Sensex, Nifty surge as markets cheer Economic Survey ahead of Budget


Mumbai, Jan 31 (IANS) The Indian stock market on Friday continued its rise for the fourth straight day as Finance Minister Nirmala Sitharaman presented the Economic Survey 2024-25 in Parliament ahead of the Union Budget 2025-26.

The Economic Survey pegs India’s GDP growth at 6.3-6.8 per cent for 2025-26.

The BSE Sensex touched an intra-day high of 77,549.92 before closing at 77,500.57 by gaining 740.76 points or 0.97 per cent. The NSE Nifty ended 258.90 points, or 1.11 per cent, higher at 23,508.40. The index moved between 23,530.70 and 23,277.40 during the day.

The week concludes on a mixed note — heavy selling at the start, a brief recovery, and now a wait-and-watch approach ahead of the budget, market experts said.

Only four stocks on the 30-share BSE Sensex traded lower — ITC Hotels which was down by 4.24 per cent, Bharti Airtel, ICICI Bank, and TCS.
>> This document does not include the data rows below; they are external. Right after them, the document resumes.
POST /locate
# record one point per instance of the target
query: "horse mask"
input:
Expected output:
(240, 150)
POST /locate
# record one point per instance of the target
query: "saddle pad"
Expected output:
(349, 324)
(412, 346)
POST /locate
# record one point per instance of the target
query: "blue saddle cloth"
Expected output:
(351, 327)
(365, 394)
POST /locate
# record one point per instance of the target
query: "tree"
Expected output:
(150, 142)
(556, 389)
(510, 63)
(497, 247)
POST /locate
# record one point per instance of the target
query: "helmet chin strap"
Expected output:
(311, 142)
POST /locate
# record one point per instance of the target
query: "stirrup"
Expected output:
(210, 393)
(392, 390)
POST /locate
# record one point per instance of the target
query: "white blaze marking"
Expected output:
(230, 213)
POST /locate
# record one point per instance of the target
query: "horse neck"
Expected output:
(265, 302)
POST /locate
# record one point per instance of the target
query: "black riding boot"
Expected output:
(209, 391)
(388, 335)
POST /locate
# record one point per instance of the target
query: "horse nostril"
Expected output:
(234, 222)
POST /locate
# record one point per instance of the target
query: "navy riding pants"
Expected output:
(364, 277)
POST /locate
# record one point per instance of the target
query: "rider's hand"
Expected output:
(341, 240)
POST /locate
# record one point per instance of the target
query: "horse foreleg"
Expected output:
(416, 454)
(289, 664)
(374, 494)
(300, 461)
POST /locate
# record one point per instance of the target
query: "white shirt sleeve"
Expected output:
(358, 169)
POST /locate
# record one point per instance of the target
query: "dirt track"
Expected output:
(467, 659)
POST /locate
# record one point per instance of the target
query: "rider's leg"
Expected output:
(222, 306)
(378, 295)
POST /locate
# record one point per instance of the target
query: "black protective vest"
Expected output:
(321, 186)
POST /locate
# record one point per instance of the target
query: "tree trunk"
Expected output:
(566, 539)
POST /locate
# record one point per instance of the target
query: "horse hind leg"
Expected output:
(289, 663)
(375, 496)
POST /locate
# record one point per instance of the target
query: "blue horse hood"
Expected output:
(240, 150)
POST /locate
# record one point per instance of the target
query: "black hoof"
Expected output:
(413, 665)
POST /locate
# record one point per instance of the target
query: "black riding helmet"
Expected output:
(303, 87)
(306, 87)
Meanwhile, the top gainers on Sensex were Adani Ports & SEZ, Titan, Mahindra & Mahindra, IndusInd Bank and others.

On Nifty, 45 out of 50 stocks ended in the green, and the biggest gainers were Trent, BEL, Tata Consumer Products, Titan and more.

However, the top losers include Bharti Airtel, ITC Hotels, Kotak Mahindra Bank, and others.

Consumer durables was the top-performing sector rising 2.09 per cent, followed by auto, realty, oil, and FMCG indices which were up over 1 per cent each.

However, IT, Metal, and Media stocks were also trading higher and the Nifty Bank index was flat.

In the broader market, the BSE Midcap was up 1.14 per cent, while the BSE Smallcap gained 1.24 per cent.

On the NSE, 1,933 stocks advanced, while 636 stocks declined during the trading session. Additionally, 18 stocks hit their 52-week highs, while 46 stocks touched 52-week lows.

The Economic Survey 2024-25 pegs India’s GDP growth at 6.3-6.8 per cent for 2025-26.

According to the survey, the Modi 3.0 govt will continue its emphasis on micro, small, and medium enterprises (MSMEs) and good rabi crop production to accelerate growth and employment in the economy.